Not content with identifying merely one psychological source of Tom’s poor behavior, the author of the piece reckons Aunt Polly’s ward suffers from oppositional defiant disorder (ODD), as well.
The Diagnostic and Statistical Manual of Mental Disorders (DSM) defines ODD as an “ongoing pattern of disobedient, hostile and defiant behavior toward authority figures which goes beyond the bounds of normal childhood behavior.” Ms. Applebaum’s impressive skills at exegesis are on point in this interpretation of Tom’s many bad habits, as well.

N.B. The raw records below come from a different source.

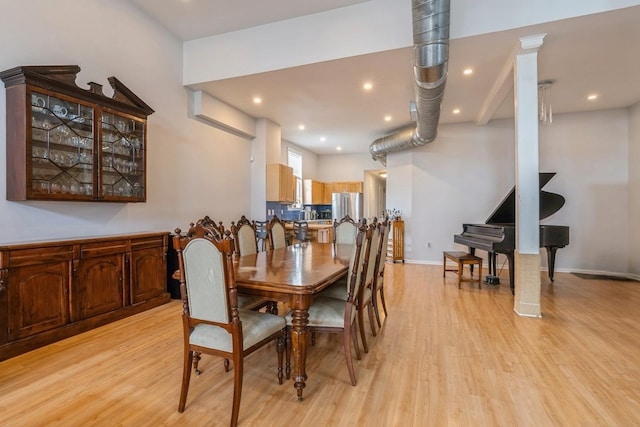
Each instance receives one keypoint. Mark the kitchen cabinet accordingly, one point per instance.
(314, 193)
(281, 183)
(53, 290)
(69, 143)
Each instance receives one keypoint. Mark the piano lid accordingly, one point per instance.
(550, 203)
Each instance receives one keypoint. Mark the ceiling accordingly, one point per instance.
(594, 54)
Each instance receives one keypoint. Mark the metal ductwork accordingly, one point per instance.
(431, 53)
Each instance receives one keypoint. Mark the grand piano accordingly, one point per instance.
(498, 234)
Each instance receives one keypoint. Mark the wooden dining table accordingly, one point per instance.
(293, 275)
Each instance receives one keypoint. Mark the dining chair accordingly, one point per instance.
(335, 316)
(344, 231)
(212, 322)
(379, 283)
(246, 301)
(215, 227)
(262, 234)
(244, 237)
(365, 299)
(277, 233)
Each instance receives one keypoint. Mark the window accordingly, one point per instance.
(294, 160)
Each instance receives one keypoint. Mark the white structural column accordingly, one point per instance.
(527, 252)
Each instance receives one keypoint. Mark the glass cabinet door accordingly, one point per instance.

Everyone remembers the whitewashing scene in The Adventures of Tom Sawyer, but how many recall the scene that precedes it? Having escaped from Aunt Polly, Tom Sawyer is "playing hooky" and teaching himself to whistle, when he suddenly spies a "newcomer" in his village — a newcomer with "a citified air." Their conversation unfolds like this:
"I can lick you!"
"I'd like to see you try it."
"Well, I can do it."
"No you can't, either."
After that, the encounter deteriorates further ("Can!" "Can't!") until finally the two boys are wrestling in the dirt. Tom wins the battle — the citified newcomer is made to shout "Nuff!"— but returns home late and is thus commanded to whitewash the famous fence.
Following this incident, the reader's sympathies are meant to lie with Tom. But try, if you can, to strip away the haze of nostalgia and sentiment through which we generally regard Mark Twain's world, and imagine how a boy like Tom Sawyer would be regarded today. As far as I can tell, that fight is not just "inappropriate behavior," to use current playground terminology, it is also one of many symptoms of oppositional defiant disorder — ODD—a condition that Tom manifests throughout the book.

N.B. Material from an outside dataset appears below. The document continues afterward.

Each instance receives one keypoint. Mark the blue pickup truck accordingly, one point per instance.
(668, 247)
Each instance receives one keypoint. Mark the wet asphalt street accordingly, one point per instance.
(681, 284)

One would be excused from imagining that Ms. Applebaum was being ironic or satirical in her review of Tom Sawyer’s behavioral disorders. She isn’t. Applebaum insists that her purpose in analyzing Tom Sawyer (and Huck Finn, for good measure) is to reassure parents of children diagnosed with similar challenges that like Tom and Huck, their kids can overcome childhood obstacles and become successful.
Well, almost. Unlike Twain’s dysfunctional duo, most American youngsters don’t have access to rivers, rafts, and wilderness to satisfy their natural curiosity. Thus, their parents turn to psychologists and pharmaceuticals, if they’re lucky. Many kids, laments Applebaum, aren’t “lucky enough to have parents who can afford that sort of thing.” What remedies are available for these unfortunate sufferers?

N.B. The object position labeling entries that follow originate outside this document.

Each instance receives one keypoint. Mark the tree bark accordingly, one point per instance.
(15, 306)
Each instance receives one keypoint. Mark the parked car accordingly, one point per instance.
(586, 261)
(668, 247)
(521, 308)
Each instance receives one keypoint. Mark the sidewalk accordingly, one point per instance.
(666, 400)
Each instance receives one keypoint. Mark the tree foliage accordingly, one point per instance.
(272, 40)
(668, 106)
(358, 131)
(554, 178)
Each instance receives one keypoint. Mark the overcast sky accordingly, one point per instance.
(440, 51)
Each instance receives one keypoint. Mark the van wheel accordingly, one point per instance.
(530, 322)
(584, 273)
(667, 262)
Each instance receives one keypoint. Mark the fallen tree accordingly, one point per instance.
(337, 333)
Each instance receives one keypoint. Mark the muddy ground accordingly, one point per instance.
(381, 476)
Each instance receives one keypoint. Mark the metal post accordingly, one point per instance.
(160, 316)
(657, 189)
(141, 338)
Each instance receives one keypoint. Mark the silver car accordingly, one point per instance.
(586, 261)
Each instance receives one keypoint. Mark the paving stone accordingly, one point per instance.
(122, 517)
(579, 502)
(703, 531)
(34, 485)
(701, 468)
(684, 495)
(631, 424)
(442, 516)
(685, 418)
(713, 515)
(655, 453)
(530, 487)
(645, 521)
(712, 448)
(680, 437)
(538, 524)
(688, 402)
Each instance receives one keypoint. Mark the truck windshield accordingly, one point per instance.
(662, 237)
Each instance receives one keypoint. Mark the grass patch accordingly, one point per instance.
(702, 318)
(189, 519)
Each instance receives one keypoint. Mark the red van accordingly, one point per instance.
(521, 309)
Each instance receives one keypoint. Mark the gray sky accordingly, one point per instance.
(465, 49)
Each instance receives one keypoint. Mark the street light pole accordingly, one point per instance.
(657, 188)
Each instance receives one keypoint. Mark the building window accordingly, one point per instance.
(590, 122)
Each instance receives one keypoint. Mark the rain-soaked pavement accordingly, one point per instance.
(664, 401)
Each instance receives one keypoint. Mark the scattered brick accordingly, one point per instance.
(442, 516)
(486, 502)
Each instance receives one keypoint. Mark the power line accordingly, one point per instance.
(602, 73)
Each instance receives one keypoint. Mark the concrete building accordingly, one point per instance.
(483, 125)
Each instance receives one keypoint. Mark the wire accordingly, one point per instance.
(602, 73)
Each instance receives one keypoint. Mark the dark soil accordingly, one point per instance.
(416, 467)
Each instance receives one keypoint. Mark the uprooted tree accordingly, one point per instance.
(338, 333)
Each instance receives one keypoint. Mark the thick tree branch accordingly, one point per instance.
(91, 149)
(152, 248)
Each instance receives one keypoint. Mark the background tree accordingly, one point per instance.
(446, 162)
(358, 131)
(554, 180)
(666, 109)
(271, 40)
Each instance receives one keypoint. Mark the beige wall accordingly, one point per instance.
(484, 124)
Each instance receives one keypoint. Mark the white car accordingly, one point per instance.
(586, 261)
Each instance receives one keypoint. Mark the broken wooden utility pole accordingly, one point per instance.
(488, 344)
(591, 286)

Nothing, the author moans. Applebaum categorically informs her readers that, “nothing like that [outlets for kids who are bored, bullied, or bullying at school] is available to children who don't fit in today. How does she figure?
Budget figures from the federal Department of Education tell a different story. According to a summary of the money appropriated by Congress in 2010 for after school programs, $1.3 billion is being spent to keep kids from having nothing to do after the bell rings.